The game’s cover art implies that Sniper Elite takes inspiration from Modern Warfare or Battlefield, but the reality is that Hitman and even Metal Gear Solid are the bigger inspirations. Karl Fairburne and his colleagues might talk like Ghost Squad, but they think like Agent 47 and Solid Snake. Fairburne can even hide corpses and take a full on stealth approach to missions, though that approach is more difficult.
The enemies belong in a different category too — not quite Metal Gear Solid intelligence, but clever enough to stay sharp when you have been detected and surround you when the possibility presents itself. They will investigate noises and notice when patrol partners have gone missing.
In that regard, Sniper Elite 4 is much better ‘game’ than Battlefield or Call of Duty, at least when comparing single-player modes. While the big-hitters focus more on set pieces and large-scale cinematic moments to enjoy on a scripted path, Sniper Elite gives the player more freedom in a literal and mechanical sense. We much prefer the option to ‘role-play’ Karl Fairburne and create our own success or failure, than to wade through elaborate pop-up shows.
In saying that, Sniper Elite can’t match the slick presentation of games with larger budgets and it can sometimes show. This is especially true of the story, where Fairburne turns his sights (or his scope) to Italy during World War II, as the Allies are on the verge of invading.
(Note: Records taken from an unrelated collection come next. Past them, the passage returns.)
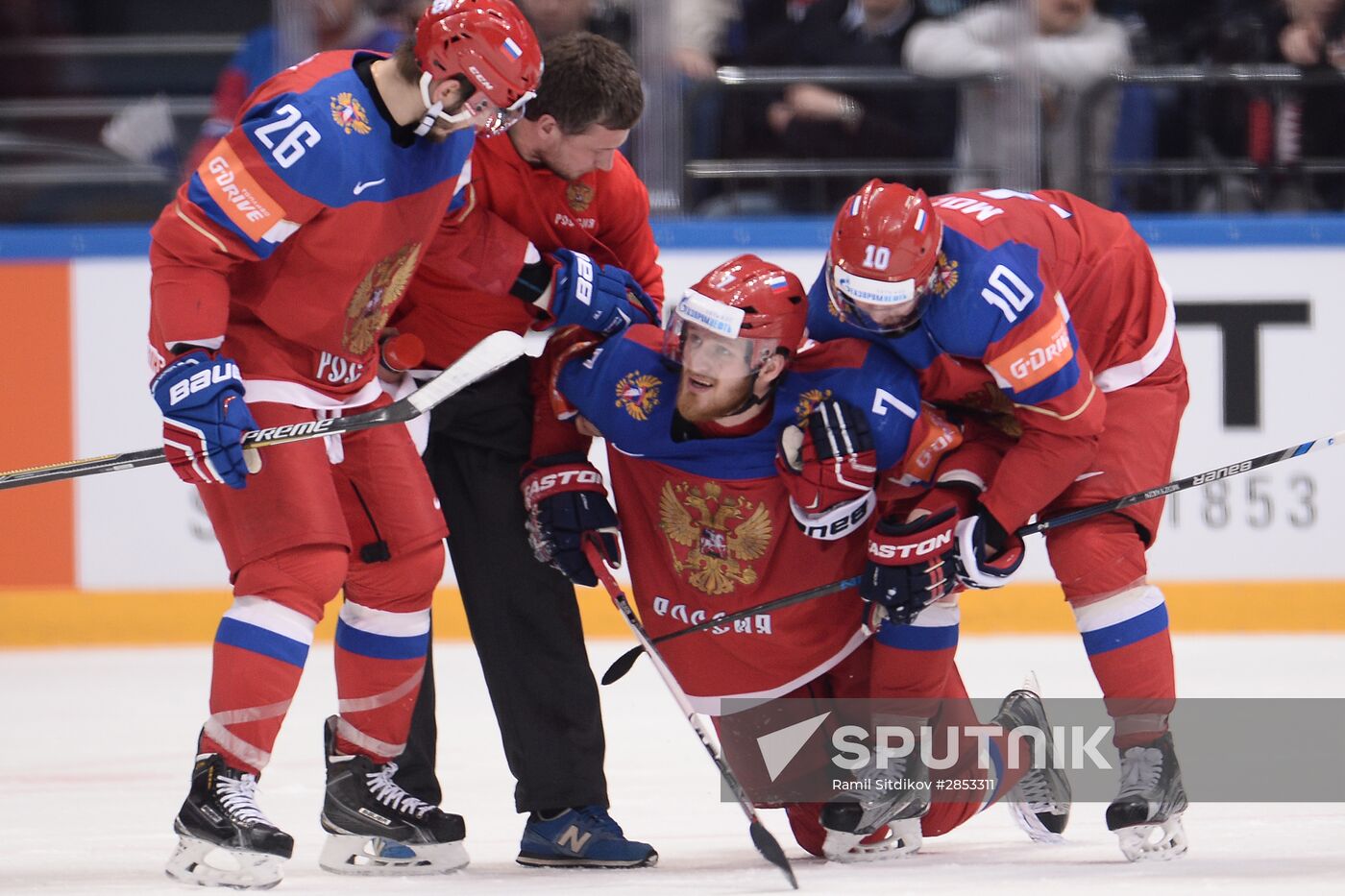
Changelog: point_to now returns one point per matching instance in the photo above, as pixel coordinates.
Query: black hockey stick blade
(762, 838)
(770, 848)
(625, 661)
(1181, 485)
(480, 361)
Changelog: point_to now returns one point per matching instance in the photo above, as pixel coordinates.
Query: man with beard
(746, 466)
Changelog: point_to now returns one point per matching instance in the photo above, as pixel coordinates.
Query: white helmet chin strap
(434, 110)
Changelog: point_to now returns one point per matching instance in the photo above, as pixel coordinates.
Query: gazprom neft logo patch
(780, 747)
(713, 315)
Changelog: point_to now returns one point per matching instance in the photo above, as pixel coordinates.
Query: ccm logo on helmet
(928, 545)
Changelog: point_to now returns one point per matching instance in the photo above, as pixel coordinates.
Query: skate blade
(1032, 825)
(1153, 842)
(205, 864)
(904, 838)
(354, 855)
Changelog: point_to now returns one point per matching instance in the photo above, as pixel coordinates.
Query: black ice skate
(224, 838)
(1146, 812)
(1039, 801)
(896, 795)
(377, 828)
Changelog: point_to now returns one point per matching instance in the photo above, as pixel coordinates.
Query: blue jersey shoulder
(985, 294)
(329, 143)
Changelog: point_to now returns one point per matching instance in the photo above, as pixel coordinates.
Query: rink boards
(130, 556)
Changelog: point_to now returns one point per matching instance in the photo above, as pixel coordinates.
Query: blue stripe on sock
(379, 646)
(917, 637)
(261, 641)
(1127, 631)
(997, 761)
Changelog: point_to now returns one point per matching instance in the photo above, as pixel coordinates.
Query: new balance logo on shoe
(574, 839)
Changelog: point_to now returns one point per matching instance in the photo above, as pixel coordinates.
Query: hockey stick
(762, 838)
(625, 661)
(484, 358)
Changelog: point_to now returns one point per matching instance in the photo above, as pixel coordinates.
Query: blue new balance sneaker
(584, 837)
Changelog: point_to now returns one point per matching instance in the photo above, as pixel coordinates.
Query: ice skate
(224, 838)
(896, 795)
(377, 828)
(1146, 812)
(584, 837)
(1039, 801)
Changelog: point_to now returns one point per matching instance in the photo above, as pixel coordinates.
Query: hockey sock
(988, 765)
(912, 662)
(1130, 648)
(258, 657)
(379, 664)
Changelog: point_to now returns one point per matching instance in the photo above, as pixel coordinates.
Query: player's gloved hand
(601, 299)
(829, 465)
(565, 500)
(205, 419)
(911, 566)
(988, 556)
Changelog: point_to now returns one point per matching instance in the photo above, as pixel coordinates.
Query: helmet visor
(878, 305)
(702, 336)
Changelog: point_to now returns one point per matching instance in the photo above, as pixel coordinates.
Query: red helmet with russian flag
(884, 257)
(746, 307)
(488, 43)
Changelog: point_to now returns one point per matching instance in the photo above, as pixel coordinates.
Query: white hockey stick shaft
(480, 361)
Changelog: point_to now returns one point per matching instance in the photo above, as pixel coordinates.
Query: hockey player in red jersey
(713, 523)
(275, 269)
(1045, 314)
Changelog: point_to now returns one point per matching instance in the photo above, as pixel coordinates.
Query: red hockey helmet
(750, 307)
(488, 43)
(883, 257)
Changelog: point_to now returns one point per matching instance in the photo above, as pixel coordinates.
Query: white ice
(96, 752)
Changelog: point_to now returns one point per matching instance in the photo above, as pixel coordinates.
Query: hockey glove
(601, 299)
(565, 500)
(829, 467)
(205, 419)
(986, 556)
(911, 566)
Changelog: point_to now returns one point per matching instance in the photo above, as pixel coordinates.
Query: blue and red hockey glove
(205, 419)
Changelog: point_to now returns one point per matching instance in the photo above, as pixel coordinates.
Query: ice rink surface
(96, 751)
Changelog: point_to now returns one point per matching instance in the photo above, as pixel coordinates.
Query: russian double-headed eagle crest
(638, 393)
(809, 401)
(349, 113)
(580, 195)
(366, 315)
(713, 537)
(944, 275)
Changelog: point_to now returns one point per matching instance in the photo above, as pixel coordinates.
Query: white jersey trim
(292, 393)
(715, 705)
(1130, 373)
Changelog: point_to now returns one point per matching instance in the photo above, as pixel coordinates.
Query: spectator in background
(813, 121)
(335, 24)
(1071, 49)
(1308, 120)
(551, 19)
(699, 30)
He joins forces with the resistance and proceeds to hunt down both Nazi and Italian enemies, foil weapon programs, single-handedly destroy enemy encampments. The dialogue and scenarios aren’t poor, but they aren’t memorable either, which seems like a missed opportunity. And if there’s one thing Karl Fairburne doesn’t do often, it’s miss the mark.
Sniper Elite 4 is a refreshing addition to the shooter genre. The series has grown from a simple, but fun gimmick into a well-rounded and unique game that has earned a lot of fans. It’s still a long way from toppling Hitman or Metal Gear Solid, but that’s OK — Karl Fairburne likes to keep his distance.
Sniper Elite 4 might be a far cry from the first game in the series, but Far Cry 5 could probably rival it for evolution. Judging by teasers trailers that were released this week, Far Cry 5 will be set in the exotic climes of … Montana, USA. For a series that has been set in jungles, snow-capped mountains and among Neanderthal tribes, this could be a very big departure. But it’s one we’re exited about.
Finally, another series that has come a long way is The Witcher. Over a decade ago, only a handful of hardcore gamers and Polish readers knew much about the monster-hunter Geralt and the world of fantasy writer Andrzej Sapkowski.
The amazing Witcher 3 game changed all that — and now Netflix are taking the world one step further. They have revealed that a Witcher TV series in development, with Sapkowski as consultant.